While foreign enrollment dipped in 2020 due to lockdowns, demand is coming back. The number of students from India shot up 35% to roughly 269,000 from 199,000 the previous year, catching up on the number of students from China, which was flat at about 290,000 in the 2022-23 school year.
And while Chinese students are still the largest foreign nationality on US campuses, middle-income families from China are increasingly looking at cheaper destinations, such as the UK and Australia or foregoing foreign degrees altogether. Some students are also staying in Asia, the British Council wrote in a May report, picking instead Singapore, Hong Kong or Malaysian universities.
Young Indians’ interest in US universities can be explained in part by India’s economy, which expected to grow 6.3% this year and the next, according to the World Bank. That’s boosting incomes and wealthier families are more likely to send their kids abroad to improve their job prospects.
A foreign degree can also improve low and middle-income families’ social status and marriage prospects, experts say. A lack of education options at home has also contributed to the rise in US enrollments.
During the Trump administration, visa curbs and fears around personal safety led some students from India to reconsider their choice to study in the US. But US-India relations have improved since.

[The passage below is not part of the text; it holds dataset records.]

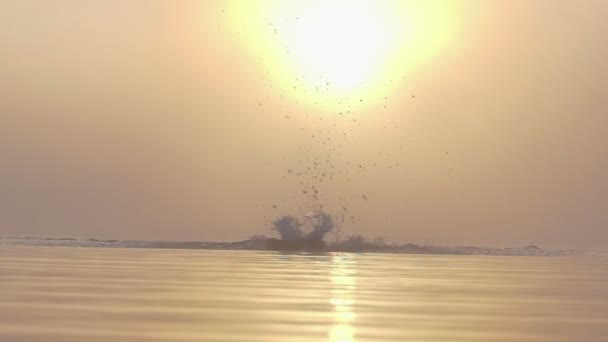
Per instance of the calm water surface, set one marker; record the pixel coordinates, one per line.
(97, 294)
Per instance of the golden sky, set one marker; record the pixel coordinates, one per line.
(461, 122)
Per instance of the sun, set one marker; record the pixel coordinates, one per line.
(323, 51)
(342, 44)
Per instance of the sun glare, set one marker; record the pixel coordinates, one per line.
(327, 50)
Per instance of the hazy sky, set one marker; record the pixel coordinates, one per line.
(155, 120)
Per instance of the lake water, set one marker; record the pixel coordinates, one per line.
(98, 294)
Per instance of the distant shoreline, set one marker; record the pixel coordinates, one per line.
(260, 244)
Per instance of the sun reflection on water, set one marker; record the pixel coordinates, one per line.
(343, 281)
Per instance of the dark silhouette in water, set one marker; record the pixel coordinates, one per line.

India now has the largest population in the world, surpassing China, and half are under the age of 30. By contrast, China’s stalling economic growth has dampened enthusiasm for education abroad, with many families also concerned about US-China relations, anti-Chinese sentiment and safety in the US.
“Families from smaller cities are worried about tensions in the US and about costs,” said Zhou Huiying, founder of Shanghai-based consultancy Lideyouwei Education Technology.